It's not just about levels of regulation, but about whether centralised systems are effective. The internet was designed to be as resilient as possible (to military standards) by ensuring that it was completely decentralised and had no single authority running it. That is a very much better model than trying to manage complex systems from a central authority.

Is it reasonable to assume that "a single authority coordinating European energy policy" would prevent this sort of system failure? Have national authorities been any more successful in preventing brown-outs within their boundaries? Notional control over the system does not mean that local problems, which are the cause of network failures like this, are more likely to be identified. What is needed above all are standards for interconnection and design of resilient systems with multiple redundancies. That could be agreed by intranational (or intra-company) negotiation as much as it could by imposition from above by a supranational organisation. In fact, the creation of ever higher levels of authority is more likely to diminish local accountability and the effective transmission of information to the bosses, as the people on the ground find themselves ever more remote from the seats of power.
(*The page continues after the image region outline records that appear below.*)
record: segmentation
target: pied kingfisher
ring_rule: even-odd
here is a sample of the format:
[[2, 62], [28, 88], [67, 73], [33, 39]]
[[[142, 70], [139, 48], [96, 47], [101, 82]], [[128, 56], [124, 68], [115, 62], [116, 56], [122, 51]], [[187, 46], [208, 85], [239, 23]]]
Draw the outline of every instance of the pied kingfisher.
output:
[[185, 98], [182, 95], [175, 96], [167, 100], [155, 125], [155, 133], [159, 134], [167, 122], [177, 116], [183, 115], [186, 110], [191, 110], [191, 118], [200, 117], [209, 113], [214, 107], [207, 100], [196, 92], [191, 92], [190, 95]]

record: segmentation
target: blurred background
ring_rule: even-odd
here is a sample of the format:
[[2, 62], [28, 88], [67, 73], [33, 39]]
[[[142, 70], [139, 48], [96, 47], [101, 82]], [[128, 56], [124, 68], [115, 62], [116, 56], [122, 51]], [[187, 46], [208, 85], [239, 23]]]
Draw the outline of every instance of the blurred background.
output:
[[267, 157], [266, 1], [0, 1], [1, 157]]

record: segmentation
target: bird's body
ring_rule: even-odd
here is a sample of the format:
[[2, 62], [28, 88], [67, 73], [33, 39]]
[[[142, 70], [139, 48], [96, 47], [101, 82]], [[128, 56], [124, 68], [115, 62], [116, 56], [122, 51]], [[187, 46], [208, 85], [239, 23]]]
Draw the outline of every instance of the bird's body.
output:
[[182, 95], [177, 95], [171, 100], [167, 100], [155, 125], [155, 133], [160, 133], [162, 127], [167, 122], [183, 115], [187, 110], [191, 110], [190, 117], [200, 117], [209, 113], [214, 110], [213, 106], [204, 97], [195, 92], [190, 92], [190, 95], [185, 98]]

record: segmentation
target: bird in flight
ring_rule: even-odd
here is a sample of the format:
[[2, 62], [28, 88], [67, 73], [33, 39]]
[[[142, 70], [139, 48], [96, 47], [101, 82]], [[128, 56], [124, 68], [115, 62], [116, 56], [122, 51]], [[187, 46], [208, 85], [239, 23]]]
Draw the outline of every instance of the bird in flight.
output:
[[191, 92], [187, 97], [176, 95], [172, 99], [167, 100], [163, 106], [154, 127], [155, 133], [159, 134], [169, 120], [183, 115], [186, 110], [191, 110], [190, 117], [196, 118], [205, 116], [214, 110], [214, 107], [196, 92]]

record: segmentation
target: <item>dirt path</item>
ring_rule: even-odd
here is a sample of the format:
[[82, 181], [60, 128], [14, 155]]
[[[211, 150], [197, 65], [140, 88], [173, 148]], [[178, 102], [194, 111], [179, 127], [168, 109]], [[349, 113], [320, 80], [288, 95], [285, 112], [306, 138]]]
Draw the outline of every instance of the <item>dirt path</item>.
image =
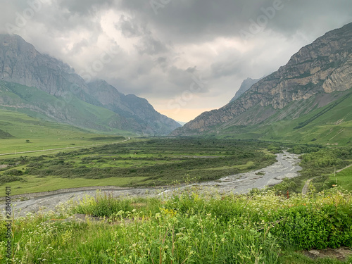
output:
[[337, 172], [341, 172], [342, 170], [345, 170], [345, 169], [346, 169], [346, 168], [350, 168], [350, 167], [352, 167], [352, 164], [348, 165], [347, 167], [345, 167], [345, 168], [344, 168], [343, 169], [341, 169], [341, 170], [337, 170], [336, 172], [337, 172]]
[[122, 142], [113, 142], [113, 143], [109, 143], [109, 144], [103, 143], [103, 144], [93, 144], [93, 145], [87, 145], [87, 146], [70, 146], [70, 147], [67, 147], [67, 148], [49, 149], [41, 149], [41, 150], [39, 150], [39, 151], [21, 151], [21, 152], [17, 152], [16, 151], [16, 152], [13, 152], [13, 153], [2, 153], [2, 154], [0, 154], [0, 156], [23, 154], [23, 153], [35, 153], [35, 152], [59, 151], [59, 150], [62, 150], [62, 149], [84, 149], [84, 148], [88, 148], [89, 146], [111, 145], [111, 144], [113, 144], [125, 142], [127, 142], [128, 140], [130, 140], [130, 139], [125, 139], [125, 140], [122, 140]]

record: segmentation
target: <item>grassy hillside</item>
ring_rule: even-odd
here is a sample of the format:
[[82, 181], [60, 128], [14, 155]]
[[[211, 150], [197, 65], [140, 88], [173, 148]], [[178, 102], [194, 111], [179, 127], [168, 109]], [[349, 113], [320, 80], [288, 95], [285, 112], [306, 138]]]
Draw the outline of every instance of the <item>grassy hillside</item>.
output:
[[[3, 109], [111, 134], [131, 134], [122, 130], [118, 114], [86, 103], [70, 92], [56, 97], [35, 87], [0, 81], [0, 95]], [[128, 128], [128, 124], [125, 125]]]
[[12, 136], [0, 137], [0, 154], [104, 143], [104, 140], [94, 140], [98, 137], [106, 139], [105, 142], [120, 141], [115, 140], [111, 135], [45, 121], [20, 112], [4, 109], [0, 109], [0, 129], [8, 133], [0, 132], [0, 135]]
[[7, 139], [11, 137], [12, 136], [9, 133], [0, 130], [0, 139]]
[[[237, 139], [256, 139], [282, 142], [321, 144], [341, 146], [352, 143], [352, 95], [351, 93], [335, 92], [330, 95], [337, 99], [325, 107], [313, 107], [316, 96], [303, 101], [292, 102], [277, 111], [265, 122], [251, 126], [230, 126], [218, 127], [220, 137]], [[258, 113], [269, 112], [270, 107], [253, 109]], [[294, 109], [301, 113], [309, 112], [301, 116], [295, 116]], [[248, 115], [251, 115], [249, 113]], [[287, 118], [277, 121], [280, 115]]]

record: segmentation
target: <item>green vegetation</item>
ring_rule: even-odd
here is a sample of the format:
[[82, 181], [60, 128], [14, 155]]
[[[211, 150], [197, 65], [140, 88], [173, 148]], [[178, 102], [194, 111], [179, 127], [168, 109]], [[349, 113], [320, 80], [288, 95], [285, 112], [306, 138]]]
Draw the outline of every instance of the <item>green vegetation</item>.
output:
[[[1, 137], [0, 131], [0, 154], [21, 151], [80, 147], [96, 144], [120, 142], [120, 136], [97, 134], [73, 126], [58, 124], [34, 118], [24, 113], [0, 109], [0, 128], [12, 137]], [[6, 137], [6, 138], [4, 138]], [[105, 140], [104, 140], [105, 139]], [[30, 144], [28, 143], [27, 140]], [[26, 156], [52, 153], [58, 151], [28, 153]], [[6, 156], [15, 157], [18, 155]], [[0, 156], [0, 158], [1, 156]]]
[[[0, 81], [0, 92], [8, 105], [21, 106], [1, 108], [18, 111], [37, 119], [74, 123], [88, 130], [125, 135], [132, 134], [118, 127], [111, 127], [111, 124], [121, 123], [120, 115], [103, 107], [83, 101], [70, 92], [57, 97], [36, 87], [5, 81]], [[61, 113], [61, 116], [58, 113]], [[128, 129], [126, 128], [126, 130]]]
[[[302, 154], [300, 176], [284, 182], [273, 188], [282, 191], [301, 192], [306, 182], [313, 179], [311, 184], [318, 191], [329, 189], [337, 184], [334, 172], [352, 163], [352, 147], [330, 149], [318, 145], [296, 145], [289, 150], [291, 153]], [[351, 190], [352, 173], [350, 168], [337, 173], [337, 184]]]
[[[320, 100], [327, 100], [316, 94], [306, 100], [294, 101], [283, 109], [271, 106], [256, 106], [250, 109], [247, 115], [260, 118], [265, 114], [270, 118], [256, 125], [238, 126], [228, 124], [224, 129], [214, 127], [208, 136], [239, 139], [270, 140], [298, 144], [312, 143], [327, 146], [347, 146], [351, 144], [352, 134], [352, 96], [351, 92], [333, 92], [327, 96], [332, 103], [318, 108]], [[297, 116], [297, 109], [301, 115]], [[306, 113], [308, 113], [306, 114]], [[281, 119], [281, 115], [286, 118]], [[233, 122], [236, 121], [236, 118]]]
[[[0, 187], [13, 181], [13, 194], [20, 194], [53, 191], [64, 186], [103, 186], [108, 182], [108, 185], [137, 187], [167, 185], [189, 178], [217, 180], [264, 168], [276, 161], [274, 155], [260, 149], [275, 152], [279, 148], [258, 142], [158, 139], [39, 157], [4, 158], [0, 164], [9, 166], [0, 170], [0, 179], [4, 179]], [[18, 172], [11, 172], [13, 170]], [[20, 178], [3, 176], [8, 175]]]
[[[58, 213], [13, 220], [16, 263], [346, 263], [313, 260], [311, 249], [352, 246], [352, 194], [334, 188], [290, 199], [273, 192], [210, 196], [195, 189], [165, 199], [106, 194]], [[65, 221], [75, 213], [100, 222]], [[4, 262], [6, 222], [0, 221]]]

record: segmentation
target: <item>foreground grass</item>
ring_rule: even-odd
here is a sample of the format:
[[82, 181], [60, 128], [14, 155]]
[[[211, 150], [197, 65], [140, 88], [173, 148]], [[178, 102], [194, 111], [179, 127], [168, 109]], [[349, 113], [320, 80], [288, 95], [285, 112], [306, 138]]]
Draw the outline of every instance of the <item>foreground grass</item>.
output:
[[[289, 199], [273, 193], [207, 196], [189, 189], [165, 199], [104, 194], [58, 213], [13, 221], [16, 263], [341, 263], [296, 252], [352, 246], [352, 194], [339, 189]], [[74, 213], [103, 222], [50, 221]], [[11, 262], [12, 261], [12, 262]], [[344, 263], [349, 263], [352, 258]]]

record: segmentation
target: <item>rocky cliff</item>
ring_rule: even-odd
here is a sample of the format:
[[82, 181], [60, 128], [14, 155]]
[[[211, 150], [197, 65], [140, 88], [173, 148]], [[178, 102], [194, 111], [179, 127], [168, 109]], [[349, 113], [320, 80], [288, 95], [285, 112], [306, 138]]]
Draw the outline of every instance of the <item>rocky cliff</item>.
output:
[[234, 98], [232, 98], [230, 102], [231, 103], [235, 100], [237, 100], [239, 98], [239, 96], [241, 96], [243, 94], [247, 92], [249, 89], [249, 88], [252, 87], [253, 84], [257, 83], [261, 79], [263, 78], [254, 79], [254, 80], [252, 78], [246, 79], [244, 81], [243, 81], [239, 90], [236, 92], [236, 94], [234, 95]]
[[[95, 130], [108, 130], [108, 127], [125, 128], [130, 132], [146, 134], [165, 134], [180, 127], [175, 120], [156, 111], [144, 99], [134, 95], [125, 96], [103, 81], [87, 84], [68, 65], [48, 55], [41, 54], [19, 36], [0, 34], [0, 80], [35, 87], [62, 99], [62, 103], [53, 104], [47, 101], [48, 98], [46, 101], [44, 98], [42, 100], [37, 98], [34, 102], [22, 97], [15, 99], [15, 96], [8, 94], [5, 98], [5, 94], [0, 94], [0, 97], [2, 96], [0, 105], [25, 108], [46, 115], [58, 122]], [[8, 84], [3, 85], [3, 90], [7, 93], [13, 92]], [[46, 97], [42, 93], [36, 94]], [[50, 99], [53, 100], [55, 99]], [[40, 101], [42, 102], [39, 103]], [[88, 103], [92, 107], [82, 102]], [[80, 109], [80, 106], [83, 108]], [[115, 113], [115, 115], [112, 113], [95, 109], [95, 106], [108, 109]], [[92, 122], [94, 118], [89, 116], [87, 120], [82, 120], [82, 115], [75, 115], [80, 111], [108, 114], [111, 116], [106, 123], [108, 127], [100, 125], [101, 124], [94, 125]], [[94, 118], [96, 120], [106, 119], [105, 116], [99, 117], [99, 114]]]
[[[348, 90], [352, 87], [351, 51], [350, 23], [302, 48], [286, 65], [253, 84], [237, 100], [218, 110], [202, 113], [172, 134], [217, 131], [217, 127], [225, 127], [226, 124], [258, 124], [292, 101], [307, 100], [318, 94]], [[310, 108], [322, 107], [329, 102], [315, 101]], [[292, 111], [299, 112], [299, 109]], [[291, 113], [280, 113], [279, 119]]]

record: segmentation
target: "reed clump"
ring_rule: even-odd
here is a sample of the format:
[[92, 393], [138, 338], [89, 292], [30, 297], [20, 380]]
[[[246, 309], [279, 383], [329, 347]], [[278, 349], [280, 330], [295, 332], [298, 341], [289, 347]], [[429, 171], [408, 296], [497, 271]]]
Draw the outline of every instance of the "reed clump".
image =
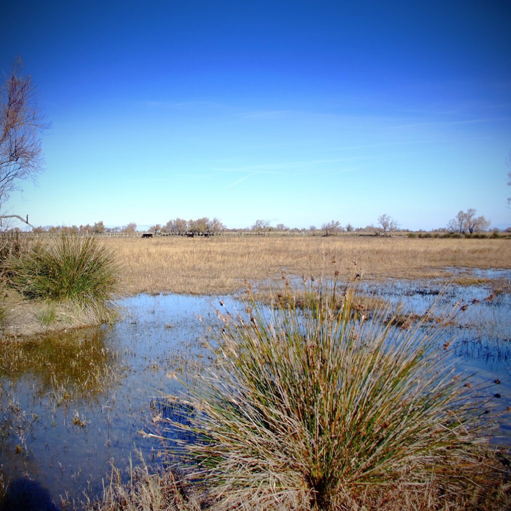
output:
[[488, 416], [445, 365], [446, 323], [368, 318], [355, 288], [340, 304], [335, 289], [218, 312], [195, 413], [168, 425], [195, 435], [188, 480], [214, 509], [508, 508]]
[[5, 262], [6, 285], [24, 298], [66, 304], [102, 319], [110, 314], [119, 271], [114, 251], [93, 237], [62, 236]]

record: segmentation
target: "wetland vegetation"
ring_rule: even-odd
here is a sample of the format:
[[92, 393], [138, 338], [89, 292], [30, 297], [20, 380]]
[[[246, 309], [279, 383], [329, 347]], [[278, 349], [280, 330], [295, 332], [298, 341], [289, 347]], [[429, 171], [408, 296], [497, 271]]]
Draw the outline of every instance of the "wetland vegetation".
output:
[[117, 320], [0, 346], [11, 503], [511, 505], [508, 240], [94, 239]]

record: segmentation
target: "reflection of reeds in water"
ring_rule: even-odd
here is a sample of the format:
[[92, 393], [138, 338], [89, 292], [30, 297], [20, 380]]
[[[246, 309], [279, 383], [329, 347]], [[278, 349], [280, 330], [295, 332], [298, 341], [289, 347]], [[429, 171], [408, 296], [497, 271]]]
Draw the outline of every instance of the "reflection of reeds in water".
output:
[[219, 313], [215, 366], [189, 398], [200, 413], [172, 423], [201, 439], [183, 446], [188, 477], [213, 508], [509, 505], [483, 410], [434, 349], [443, 322], [367, 319], [353, 289], [338, 308], [320, 286], [304, 309], [285, 292]]

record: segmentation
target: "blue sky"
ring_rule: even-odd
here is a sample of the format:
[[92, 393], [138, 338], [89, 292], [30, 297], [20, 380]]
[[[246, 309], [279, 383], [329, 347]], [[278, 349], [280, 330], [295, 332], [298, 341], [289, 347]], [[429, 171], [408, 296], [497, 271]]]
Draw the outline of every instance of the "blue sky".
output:
[[507, 0], [9, 2], [0, 67], [52, 127], [6, 212], [507, 227], [510, 26]]

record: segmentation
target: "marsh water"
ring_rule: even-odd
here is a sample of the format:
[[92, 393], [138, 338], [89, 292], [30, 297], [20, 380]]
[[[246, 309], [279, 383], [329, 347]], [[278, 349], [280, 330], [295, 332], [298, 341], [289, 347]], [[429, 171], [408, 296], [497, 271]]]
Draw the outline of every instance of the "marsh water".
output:
[[[496, 412], [504, 412], [493, 441], [509, 448], [511, 271], [470, 274], [493, 280], [447, 286], [388, 281], [362, 290], [417, 314], [433, 304], [470, 304], [449, 334], [456, 337], [451, 353]], [[193, 386], [207, 363], [207, 327], [216, 323], [221, 299], [243, 310], [234, 298], [141, 295], [119, 300], [123, 312], [113, 326], [0, 346], [0, 490], [9, 502], [72, 508], [74, 500], [101, 495], [112, 464], [125, 469], [140, 456], [160, 462], [159, 442], [144, 433], [157, 432], [152, 413], [164, 397], [184, 391], [183, 382]], [[11, 508], [2, 503], [4, 493], [0, 509]]]

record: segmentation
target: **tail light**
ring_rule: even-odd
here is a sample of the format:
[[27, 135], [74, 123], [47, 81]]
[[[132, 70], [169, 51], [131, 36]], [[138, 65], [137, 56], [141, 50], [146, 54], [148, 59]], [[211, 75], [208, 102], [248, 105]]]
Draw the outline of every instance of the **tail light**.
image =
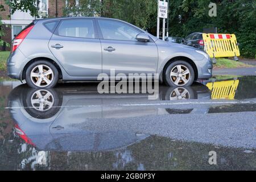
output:
[[15, 38], [13, 43], [11, 52], [14, 52], [19, 46], [19, 45], [20, 45], [32, 28], [33, 28], [34, 26], [34, 24], [27, 26]]
[[204, 46], [204, 40], [200, 40], [198, 41], [198, 43], [199, 44], [199, 45], [200, 45], [201, 46]]
[[27, 136], [25, 134], [25, 133], [23, 132], [23, 131], [20, 129], [19, 125], [17, 124], [15, 124], [14, 126], [14, 130], [15, 131], [15, 133], [20, 137], [21, 139], [22, 139], [25, 142], [28, 144], [31, 144], [33, 146], [35, 146], [35, 144], [32, 142], [32, 140], [30, 138], [27, 137]]

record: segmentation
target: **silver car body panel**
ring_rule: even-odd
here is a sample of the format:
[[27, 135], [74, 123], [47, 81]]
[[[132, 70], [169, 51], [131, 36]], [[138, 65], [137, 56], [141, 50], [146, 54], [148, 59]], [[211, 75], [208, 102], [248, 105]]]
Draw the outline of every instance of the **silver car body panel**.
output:
[[[79, 18], [125, 22], [104, 18]], [[172, 59], [184, 57], [191, 60], [196, 66], [198, 79], [212, 77], [213, 66], [210, 59], [198, 53], [196, 49], [162, 41], [129, 23], [125, 22], [146, 34], [151, 41], [143, 43], [100, 39], [99, 37], [98, 39], [64, 37], [53, 34], [44, 26], [46, 22], [68, 19], [71, 18], [35, 21], [34, 28], [8, 59], [9, 76], [20, 80], [24, 79], [22, 73], [26, 65], [36, 58], [51, 59], [57, 64], [63, 81], [97, 81], [98, 74], [102, 72], [109, 74], [110, 69], [115, 69], [116, 74], [157, 73], [162, 75], [165, 65]], [[57, 44], [63, 48], [57, 49], [51, 47]], [[115, 51], [104, 50], [109, 47], [115, 48]]]

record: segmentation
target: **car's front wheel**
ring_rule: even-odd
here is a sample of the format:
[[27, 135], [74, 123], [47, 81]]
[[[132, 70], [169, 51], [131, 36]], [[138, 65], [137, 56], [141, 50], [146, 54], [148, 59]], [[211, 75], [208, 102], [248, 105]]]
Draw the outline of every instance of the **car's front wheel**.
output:
[[170, 86], [189, 86], [195, 80], [195, 71], [188, 63], [176, 61], [170, 64], [165, 72], [165, 81]]
[[58, 71], [53, 64], [47, 61], [33, 63], [26, 72], [26, 81], [32, 88], [52, 88], [58, 81]]

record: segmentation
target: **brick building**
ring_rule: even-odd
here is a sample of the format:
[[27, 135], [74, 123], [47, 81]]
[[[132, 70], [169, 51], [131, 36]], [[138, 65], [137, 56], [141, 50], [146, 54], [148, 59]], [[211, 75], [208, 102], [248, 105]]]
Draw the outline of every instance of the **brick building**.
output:
[[[13, 15], [10, 13], [9, 7], [5, 5], [4, 0], [0, 0], [0, 5], [3, 5], [5, 11], [0, 11], [2, 24], [0, 28], [3, 30], [5, 35], [1, 39], [10, 44], [11, 40], [27, 25], [37, 18], [45, 17], [53, 18], [63, 16], [63, 10], [68, 5], [78, 4], [79, 0], [38, 0], [39, 18], [32, 17], [29, 12], [16, 11]], [[0, 51], [10, 50], [10, 47], [0, 47]]]

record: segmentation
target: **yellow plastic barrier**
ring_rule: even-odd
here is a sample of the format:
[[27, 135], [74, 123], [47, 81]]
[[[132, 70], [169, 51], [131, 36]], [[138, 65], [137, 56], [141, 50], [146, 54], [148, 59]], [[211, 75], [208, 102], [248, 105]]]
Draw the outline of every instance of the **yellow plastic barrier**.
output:
[[212, 99], [234, 100], [239, 80], [209, 82], [207, 86], [212, 91]]
[[204, 51], [211, 58], [240, 56], [234, 34], [203, 34], [203, 38]]

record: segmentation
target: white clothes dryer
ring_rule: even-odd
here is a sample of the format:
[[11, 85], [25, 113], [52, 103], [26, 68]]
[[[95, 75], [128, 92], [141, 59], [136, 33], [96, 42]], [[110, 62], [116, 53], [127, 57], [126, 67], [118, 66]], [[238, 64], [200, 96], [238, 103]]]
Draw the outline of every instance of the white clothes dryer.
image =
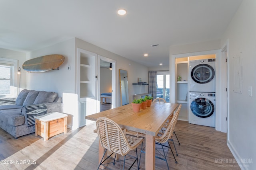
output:
[[215, 59], [189, 61], [189, 92], [215, 92]]
[[215, 127], [215, 93], [189, 93], [188, 122]]

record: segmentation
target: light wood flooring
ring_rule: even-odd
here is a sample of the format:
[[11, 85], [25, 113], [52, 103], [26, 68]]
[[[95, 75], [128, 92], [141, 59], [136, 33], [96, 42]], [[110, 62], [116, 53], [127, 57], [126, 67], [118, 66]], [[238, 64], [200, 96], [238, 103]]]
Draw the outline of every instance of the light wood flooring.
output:
[[[34, 133], [15, 139], [0, 129], [0, 160], [8, 163], [3, 164], [2, 161], [0, 169], [97, 169], [98, 138], [93, 133], [95, 129], [95, 123], [92, 123], [75, 130], [68, 129], [66, 134], [59, 134], [46, 141], [40, 136], [35, 137]], [[240, 169], [237, 164], [222, 164], [216, 159], [234, 158], [226, 145], [226, 133], [212, 127], [180, 121], [178, 121], [175, 132], [181, 145], [174, 137], [178, 153], [176, 156], [178, 164], [169, 152], [168, 161], [170, 169]], [[171, 142], [170, 144], [174, 150], [173, 144]], [[138, 150], [139, 156], [140, 146]], [[131, 152], [135, 154], [135, 151]], [[130, 161], [126, 162], [128, 166]], [[119, 167], [118, 164], [110, 166], [113, 169]], [[136, 166], [134, 166], [132, 169], [136, 169]], [[167, 169], [166, 162], [156, 158], [155, 168]], [[145, 170], [144, 154], [142, 155], [140, 168]]]

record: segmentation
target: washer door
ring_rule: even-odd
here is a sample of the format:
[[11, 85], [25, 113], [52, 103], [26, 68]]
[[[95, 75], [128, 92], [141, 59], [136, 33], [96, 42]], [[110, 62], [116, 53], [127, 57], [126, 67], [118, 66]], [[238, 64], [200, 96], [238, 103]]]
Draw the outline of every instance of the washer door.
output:
[[195, 82], [205, 84], [210, 82], [214, 77], [215, 72], [212, 67], [206, 64], [195, 66], [191, 71], [191, 78]]
[[190, 105], [190, 109], [197, 117], [206, 118], [211, 116], [214, 112], [214, 106], [210, 100], [205, 98], [195, 99]]

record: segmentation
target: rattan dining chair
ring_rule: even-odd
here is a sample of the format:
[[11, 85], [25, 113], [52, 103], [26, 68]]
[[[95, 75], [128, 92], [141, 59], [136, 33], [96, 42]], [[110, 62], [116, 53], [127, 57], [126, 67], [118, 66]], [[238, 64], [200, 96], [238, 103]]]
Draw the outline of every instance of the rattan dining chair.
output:
[[164, 99], [163, 98], [156, 98], [155, 99], [153, 100], [153, 102], [162, 102], [164, 103], [166, 103], [166, 101], [164, 100]]
[[[179, 107], [178, 107], [178, 108]], [[178, 111], [178, 110], [177, 110]], [[159, 132], [157, 134], [157, 135], [156, 136], [156, 144], [158, 145], [161, 145], [162, 146], [162, 149], [163, 151], [163, 152], [164, 154], [162, 156], [163, 158], [157, 156], [156, 156], [156, 158], [161, 159], [165, 161], [166, 162], [166, 164], [167, 165], [167, 167], [168, 168], [168, 170], [169, 170], [169, 165], [168, 165], [168, 162], [167, 162], [167, 160], [166, 159], [166, 156], [167, 156], [167, 154], [168, 153], [169, 151], [169, 149], [170, 149], [172, 152], [172, 155], [173, 155], [174, 158], [175, 160], [175, 163], [177, 163], [177, 161], [176, 160], [176, 159], [175, 158], [175, 156], [174, 156], [174, 154], [173, 154], [173, 152], [172, 150], [172, 148], [170, 145], [170, 143], [169, 143], [169, 139], [171, 137], [171, 135], [173, 133], [172, 132], [173, 131], [174, 127], [175, 126], [175, 125], [177, 122], [177, 121], [178, 120], [178, 117], [179, 116], [179, 110], [178, 111], [176, 111], [175, 114], [173, 116], [172, 119], [171, 120], [170, 122], [166, 122], [164, 125], [163, 127], [161, 128]], [[143, 137], [145, 137], [145, 135], [144, 134], [143, 134], [140, 133], [137, 133], [137, 135], [142, 136]], [[163, 144], [166, 143], [168, 143], [168, 146], [165, 146]], [[141, 154], [142, 153], [145, 153], [145, 151], [143, 149], [143, 142], [142, 145], [141, 150], [140, 152], [140, 159], [141, 158]], [[165, 153], [164, 152], [164, 147], [166, 147], [168, 148], [168, 151], [167, 153]], [[139, 166], [140, 165], [139, 164]]]
[[[100, 117], [98, 118], [96, 121], [96, 125], [97, 132], [99, 137], [100, 143], [104, 149], [106, 149], [98, 169], [99, 169], [101, 165], [108, 168], [107, 166], [108, 164], [111, 163], [115, 164], [116, 154], [118, 154], [124, 156], [123, 160], [121, 160], [120, 158], [119, 158], [119, 162], [124, 161], [124, 169], [126, 155], [132, 157], [132, 158], [127, 159], [135, 159], [130, 168], [133, 166], [137, 161], [138, 169], [139, 170], [137, 147], [139, 145], [142, 144], [143, 139], [125, 135], [122, 131], [122, 128], [118, 124], [113, 120], [106, 117]], [[128, 154], [128, 152], [134, 149], [136, 149], [136, 156], [132, 156]], [[113, 153], [106, 159], [103, 160], [107, 150]], [[116, 154], [114, 161], [104, 163], [104, 162], [114, 153]]]

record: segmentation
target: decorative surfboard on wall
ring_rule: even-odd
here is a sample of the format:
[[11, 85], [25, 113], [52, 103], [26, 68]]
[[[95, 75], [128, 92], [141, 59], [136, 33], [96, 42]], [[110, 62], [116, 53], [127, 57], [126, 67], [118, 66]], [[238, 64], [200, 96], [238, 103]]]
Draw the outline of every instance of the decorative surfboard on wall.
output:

By Prodi's logic, all aspects of European life in which there is cross-border activity require single European Authorities to govern them. And as our electricity networks link outside the boundaries of the European Union, perhaps we should have a single Central Authority that covers all countries whose networks are interconnecting? It is understandable that an incompetent leader of a basket-case economy might like to palm off his problems to higher authorities, but anyone who looks at the mess of the Italian budget will know exactly what to think of any opinion of Mr Prodi's on how to run things effectively - listen to what he has to say and assume the exact opposite is probably the case. 

Centralised control, as per the Soviet Union or Communist China, has historically provided very much less reliable systems. The thought that the solution to operational difficulties is ever greater central control is natural but fundamentally mistaken. Resilient systems that allow individuals to take responsibility and act appropriately, whilst avoiding single points of failure, are the key to stability.